INTRODUCTION
The safe disposal of high level radioactive waste in mined cavities, geothermal energy production, and thermally driven in situ resource recovery methods all require knowledge of the mechanical, thermal, and fluid flow characteristics of rock at shallow depths as perturbed by a thermal pulse. In order to accurately predict the response of the rock to the thermal and mechanical loading, numerical models based on the physicochemical processes are needed along with input data on rock properties. These properties must be determined at the expected conditions at depth and include thermal expansion, elastic moduli, and permeability.

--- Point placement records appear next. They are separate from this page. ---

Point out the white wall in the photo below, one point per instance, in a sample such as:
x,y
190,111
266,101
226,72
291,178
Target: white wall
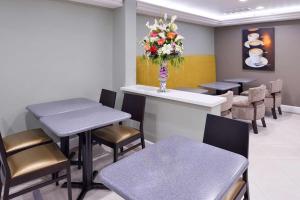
x,y
51,50
198,39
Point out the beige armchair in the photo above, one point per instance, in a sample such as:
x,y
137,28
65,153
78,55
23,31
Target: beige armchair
x,y
273,97
227,106
251,107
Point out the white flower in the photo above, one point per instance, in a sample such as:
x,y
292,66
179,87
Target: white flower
x,y
153,39
178,49
167,49
173,18
179,37
173,27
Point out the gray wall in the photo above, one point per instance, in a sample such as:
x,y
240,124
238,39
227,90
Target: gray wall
x,y
199,40
228,50
124,48
51,50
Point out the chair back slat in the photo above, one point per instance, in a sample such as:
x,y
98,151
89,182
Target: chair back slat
x,y
134,105
227,105
3,159
108,98
275,86
228,134
257,94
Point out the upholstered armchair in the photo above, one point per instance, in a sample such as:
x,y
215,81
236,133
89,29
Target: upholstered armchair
x,y
273,97
227,106
251,107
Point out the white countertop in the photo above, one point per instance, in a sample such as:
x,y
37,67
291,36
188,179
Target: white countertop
x,y
176,95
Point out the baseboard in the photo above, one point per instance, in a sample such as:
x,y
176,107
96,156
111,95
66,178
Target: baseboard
x,y
290,109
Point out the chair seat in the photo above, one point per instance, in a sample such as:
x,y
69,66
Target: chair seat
x,y
241,101
245,93
235,189
115,133
33,159
25,139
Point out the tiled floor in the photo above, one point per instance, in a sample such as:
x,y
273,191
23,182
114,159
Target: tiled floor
x,y
274,170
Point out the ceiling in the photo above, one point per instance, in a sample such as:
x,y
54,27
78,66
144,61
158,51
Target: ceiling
x,y
214,12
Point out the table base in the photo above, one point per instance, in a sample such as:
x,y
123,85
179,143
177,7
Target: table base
x,y
85,188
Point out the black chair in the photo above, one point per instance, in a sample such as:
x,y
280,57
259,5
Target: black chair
x,y
30,164
117,136
107,98
233,136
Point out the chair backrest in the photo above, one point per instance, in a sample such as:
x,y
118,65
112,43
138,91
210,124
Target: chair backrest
x,y
3,159
275,86
134,105
229,99
257,94
108,98
228,134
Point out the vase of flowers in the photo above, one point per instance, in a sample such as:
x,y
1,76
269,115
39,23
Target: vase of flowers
x,y
163,45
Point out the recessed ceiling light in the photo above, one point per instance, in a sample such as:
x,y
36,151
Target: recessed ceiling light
x,y
259,7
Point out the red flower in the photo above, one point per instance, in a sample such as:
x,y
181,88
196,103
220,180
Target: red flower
x,y
153,34
171,35
153,49
161,41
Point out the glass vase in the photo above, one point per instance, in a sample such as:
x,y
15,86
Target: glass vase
x,y
163,77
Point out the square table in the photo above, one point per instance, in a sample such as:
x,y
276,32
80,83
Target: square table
x,y
220,87
59,107
240,81
83,122
175,168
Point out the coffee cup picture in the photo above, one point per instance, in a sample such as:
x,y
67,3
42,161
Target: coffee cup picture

In the case of radioactive waste disposal, mined repositories to 2 km in depth are being considered. Crystalline igneous rocks are among the candidates for the location of such a repository, and effective pressures at a depth of 2 km would be about 50-60 MPa in dry rock or 30-40 MPa in water-saturated rock. Current design criteria yield a maximum temperature rise in the rock of about 200°C above ambient. Other mass or energy production schemes from depth can involve even higher temperatures.
In this paper we present new Young's modulus, bulk modulus, and thermal linear expansion measurements on two diverse igneous rocks, Sudbury gabbro and Climax quartz monzonite, at 6.9-55.2 MPa and 19-500°C. In addition, we calculate the permeability of each rock as a function of pressure and temperature. At the conditions covered in this work, opening and closing of cracks have a strong influence on the rock response. The nonlinear behavior suggests that this type of model input data cannot be estimated with sufficient accuracy a priori, and thus actual measurements are necessary.

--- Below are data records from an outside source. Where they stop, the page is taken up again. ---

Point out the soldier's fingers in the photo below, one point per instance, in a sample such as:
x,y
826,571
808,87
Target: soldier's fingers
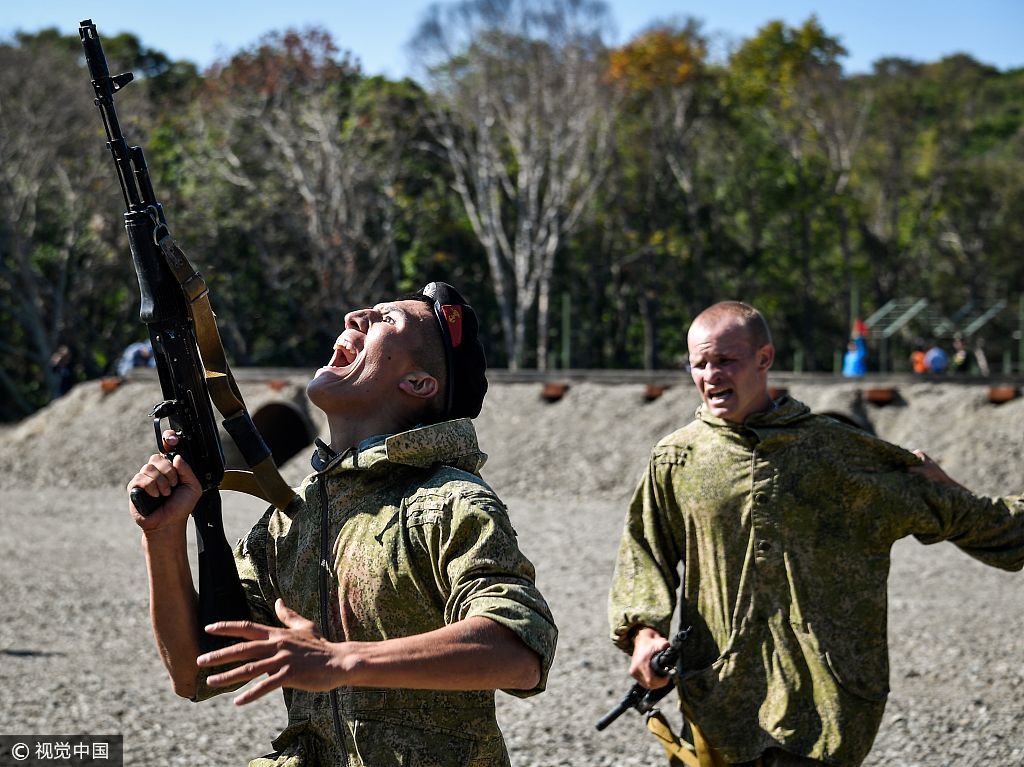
x,y
170,439
244,673
272,682
153,480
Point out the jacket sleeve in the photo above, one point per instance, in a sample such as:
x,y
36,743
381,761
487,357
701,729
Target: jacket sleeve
x,y
251,562
482,571
990,529
646,574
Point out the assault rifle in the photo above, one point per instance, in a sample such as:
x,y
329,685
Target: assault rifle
x,y
641,698
190,365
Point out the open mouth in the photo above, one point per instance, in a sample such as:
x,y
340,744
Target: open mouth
x,y
719,395
345,353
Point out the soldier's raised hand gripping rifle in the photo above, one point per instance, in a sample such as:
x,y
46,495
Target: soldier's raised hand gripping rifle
x,y
190,365
681,753
641,698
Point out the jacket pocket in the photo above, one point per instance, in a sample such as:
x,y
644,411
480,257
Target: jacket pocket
x,y
383,741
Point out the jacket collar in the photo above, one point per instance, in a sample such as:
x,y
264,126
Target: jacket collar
x,y
450,442
783,412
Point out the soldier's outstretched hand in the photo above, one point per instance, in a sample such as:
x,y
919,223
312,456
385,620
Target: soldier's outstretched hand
x,y
932,470
296,655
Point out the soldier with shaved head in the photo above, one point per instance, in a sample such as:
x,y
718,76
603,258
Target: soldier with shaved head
x,y
767,529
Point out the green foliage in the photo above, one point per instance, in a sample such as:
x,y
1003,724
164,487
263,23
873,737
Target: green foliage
x,y
301,187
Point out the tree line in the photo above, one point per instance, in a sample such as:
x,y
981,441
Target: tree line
x,y
590,199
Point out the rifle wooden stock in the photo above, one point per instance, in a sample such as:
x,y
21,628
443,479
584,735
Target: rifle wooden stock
x,y
164,309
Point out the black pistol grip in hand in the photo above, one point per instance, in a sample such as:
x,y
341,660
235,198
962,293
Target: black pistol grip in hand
x,y
144,503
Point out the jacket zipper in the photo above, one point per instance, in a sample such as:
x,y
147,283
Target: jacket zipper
x,y
325,621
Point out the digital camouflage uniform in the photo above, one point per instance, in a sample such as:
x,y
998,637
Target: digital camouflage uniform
x,y
415,541
783,526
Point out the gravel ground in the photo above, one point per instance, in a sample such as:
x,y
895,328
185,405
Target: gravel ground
x,y
76,654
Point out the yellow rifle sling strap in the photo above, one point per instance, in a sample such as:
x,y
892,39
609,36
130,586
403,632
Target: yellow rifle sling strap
x,y
679,752
699,754
223,391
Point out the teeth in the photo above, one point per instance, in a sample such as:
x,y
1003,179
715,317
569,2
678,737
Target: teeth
x,y
344,352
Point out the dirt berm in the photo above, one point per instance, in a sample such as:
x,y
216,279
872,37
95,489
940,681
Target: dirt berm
x,y
76,654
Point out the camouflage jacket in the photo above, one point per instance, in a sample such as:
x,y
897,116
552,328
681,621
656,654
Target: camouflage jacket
x,y
412,540
783,527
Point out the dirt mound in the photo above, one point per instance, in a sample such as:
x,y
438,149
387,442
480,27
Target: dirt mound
x,y
595,439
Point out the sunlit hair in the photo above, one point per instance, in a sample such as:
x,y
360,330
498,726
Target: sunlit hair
x,y
743,315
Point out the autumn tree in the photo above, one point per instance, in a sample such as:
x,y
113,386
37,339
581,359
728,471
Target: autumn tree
x,y
522,116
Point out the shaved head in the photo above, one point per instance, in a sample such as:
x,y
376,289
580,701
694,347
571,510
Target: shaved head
x,y
739,314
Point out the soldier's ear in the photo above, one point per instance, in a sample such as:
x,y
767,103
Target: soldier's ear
x,y
419,384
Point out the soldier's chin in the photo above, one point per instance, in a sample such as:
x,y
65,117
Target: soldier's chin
x,y
318,387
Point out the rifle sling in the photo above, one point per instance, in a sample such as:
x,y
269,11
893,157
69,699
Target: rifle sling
x,y
679,752
264,480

STARTING MATERIAL AND EXPERIMENTAL TECHNIQUE
All types of igneous rocks are being considered as hosts for nuclear waste repositories. The Sudbury gabbro and the Climax quartz monzonite were chosen for this study because both come from sites where field experiments are planned or in progress to determine the consequences of emplacing spent nuclear fuel in the shallow crust (Laroque, 1978; Ramspott, 1979a; Carlson et al., 1980).

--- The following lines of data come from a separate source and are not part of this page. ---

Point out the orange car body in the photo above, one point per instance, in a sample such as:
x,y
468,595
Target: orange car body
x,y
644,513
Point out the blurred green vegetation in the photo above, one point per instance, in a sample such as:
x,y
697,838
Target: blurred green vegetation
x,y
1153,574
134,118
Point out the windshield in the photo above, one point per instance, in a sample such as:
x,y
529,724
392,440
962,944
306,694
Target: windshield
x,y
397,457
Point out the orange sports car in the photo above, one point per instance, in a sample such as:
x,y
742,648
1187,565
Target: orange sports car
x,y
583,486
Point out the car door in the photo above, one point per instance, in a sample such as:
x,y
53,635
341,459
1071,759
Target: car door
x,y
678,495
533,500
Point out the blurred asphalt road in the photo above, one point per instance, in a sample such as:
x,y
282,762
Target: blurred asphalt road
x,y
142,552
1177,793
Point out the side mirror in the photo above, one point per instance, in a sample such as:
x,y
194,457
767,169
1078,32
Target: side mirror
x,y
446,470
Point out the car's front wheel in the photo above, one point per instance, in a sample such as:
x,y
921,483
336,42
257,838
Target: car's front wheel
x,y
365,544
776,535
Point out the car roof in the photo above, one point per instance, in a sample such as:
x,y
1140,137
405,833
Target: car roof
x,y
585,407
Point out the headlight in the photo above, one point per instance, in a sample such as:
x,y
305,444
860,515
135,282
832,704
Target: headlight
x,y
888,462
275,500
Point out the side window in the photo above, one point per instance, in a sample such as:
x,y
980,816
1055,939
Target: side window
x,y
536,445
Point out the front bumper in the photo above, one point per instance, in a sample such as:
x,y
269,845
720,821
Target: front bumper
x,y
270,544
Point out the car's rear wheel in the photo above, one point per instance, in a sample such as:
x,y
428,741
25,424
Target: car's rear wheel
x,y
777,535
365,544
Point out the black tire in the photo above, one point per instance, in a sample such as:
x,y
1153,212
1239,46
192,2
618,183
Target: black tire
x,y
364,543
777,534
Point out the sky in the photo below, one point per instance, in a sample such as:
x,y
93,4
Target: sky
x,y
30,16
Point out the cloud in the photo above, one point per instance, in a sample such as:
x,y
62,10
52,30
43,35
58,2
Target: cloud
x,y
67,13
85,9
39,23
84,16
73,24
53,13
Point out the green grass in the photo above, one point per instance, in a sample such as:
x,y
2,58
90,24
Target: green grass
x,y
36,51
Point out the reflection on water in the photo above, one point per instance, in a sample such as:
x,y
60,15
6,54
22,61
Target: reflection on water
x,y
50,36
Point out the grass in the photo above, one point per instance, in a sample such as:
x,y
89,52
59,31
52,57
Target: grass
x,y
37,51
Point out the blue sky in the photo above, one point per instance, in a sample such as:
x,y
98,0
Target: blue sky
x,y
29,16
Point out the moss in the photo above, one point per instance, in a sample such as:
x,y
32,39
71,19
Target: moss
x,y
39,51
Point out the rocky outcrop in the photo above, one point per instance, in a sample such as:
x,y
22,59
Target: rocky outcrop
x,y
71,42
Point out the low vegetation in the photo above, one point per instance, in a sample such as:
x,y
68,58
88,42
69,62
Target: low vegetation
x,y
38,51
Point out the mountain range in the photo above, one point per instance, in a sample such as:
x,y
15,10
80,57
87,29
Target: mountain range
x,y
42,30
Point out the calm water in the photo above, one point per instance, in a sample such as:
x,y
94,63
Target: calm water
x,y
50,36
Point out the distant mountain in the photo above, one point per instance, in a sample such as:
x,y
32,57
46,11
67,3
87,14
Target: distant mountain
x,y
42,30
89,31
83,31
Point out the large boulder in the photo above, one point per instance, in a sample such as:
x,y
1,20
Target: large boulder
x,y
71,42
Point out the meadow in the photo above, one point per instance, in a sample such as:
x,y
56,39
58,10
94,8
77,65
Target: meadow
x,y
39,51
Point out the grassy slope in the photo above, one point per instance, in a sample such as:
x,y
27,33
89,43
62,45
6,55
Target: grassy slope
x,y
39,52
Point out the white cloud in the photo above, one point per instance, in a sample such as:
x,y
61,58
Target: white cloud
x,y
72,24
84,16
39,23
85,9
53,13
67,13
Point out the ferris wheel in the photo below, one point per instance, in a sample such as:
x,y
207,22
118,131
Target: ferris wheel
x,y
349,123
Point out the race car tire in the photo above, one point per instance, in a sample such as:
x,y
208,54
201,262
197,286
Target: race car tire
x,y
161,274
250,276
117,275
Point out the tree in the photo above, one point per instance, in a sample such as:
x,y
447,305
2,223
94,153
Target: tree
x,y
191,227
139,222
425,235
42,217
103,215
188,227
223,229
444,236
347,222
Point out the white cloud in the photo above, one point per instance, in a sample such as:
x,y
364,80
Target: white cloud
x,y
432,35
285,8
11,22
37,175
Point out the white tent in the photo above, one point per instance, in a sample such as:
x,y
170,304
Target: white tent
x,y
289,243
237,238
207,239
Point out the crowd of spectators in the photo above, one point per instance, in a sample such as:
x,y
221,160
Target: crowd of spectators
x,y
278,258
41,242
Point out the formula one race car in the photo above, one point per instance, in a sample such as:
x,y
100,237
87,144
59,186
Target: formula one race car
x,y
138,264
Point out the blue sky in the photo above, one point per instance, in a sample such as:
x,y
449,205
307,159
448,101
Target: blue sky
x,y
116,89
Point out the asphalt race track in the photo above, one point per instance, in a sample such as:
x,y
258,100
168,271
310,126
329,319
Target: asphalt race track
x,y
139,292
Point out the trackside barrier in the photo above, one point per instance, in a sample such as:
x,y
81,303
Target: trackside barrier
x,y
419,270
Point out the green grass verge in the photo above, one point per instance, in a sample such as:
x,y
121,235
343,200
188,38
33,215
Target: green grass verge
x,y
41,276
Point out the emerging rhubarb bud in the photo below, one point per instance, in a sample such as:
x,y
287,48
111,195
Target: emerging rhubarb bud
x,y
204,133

The Sudbury gabbro starting material was taken from a 0.15-m diameter unoriented drill core from the in situ heater test site at the 700-m level in the Creighton Mine, Sudbury, Ontario (Larocque et al., 1978). The rock varies en masse between a gabbro and a norite, depending upon the local ratio of clino- to orthopyroxenes. We will refer to the rock as Sudbury gabbro. This quartz biotite gabbro is medium to coarse grained (1-5 mm) phaneritic, composed of 50-60% pyroxene plus biotite and 40-50% plagioclase plus quartz, with quartz less than 5%and biotite varying between 5 and 10% (Miles, 1976). The plagioclase is approximately Ab45An55.
The Climax quartz monzonite used in this study was taken from a 0.56-m diameter unoriented vertical drill core from the site of Heater Test No. 1 at the 420-m level in the SFT-C mine (Ramspott, 1979b). Maldonado (1977) provides a petrographic description of the Climax monzonite that has been verified by our observations. The quartz monzonite is medium-grained (1-2 mm) porphyritic, containing approximately 5% potassium feldspar phenocrysts from 5-150 mm in length and 5-10% quartz phenocrysts averaging 4 mm in length.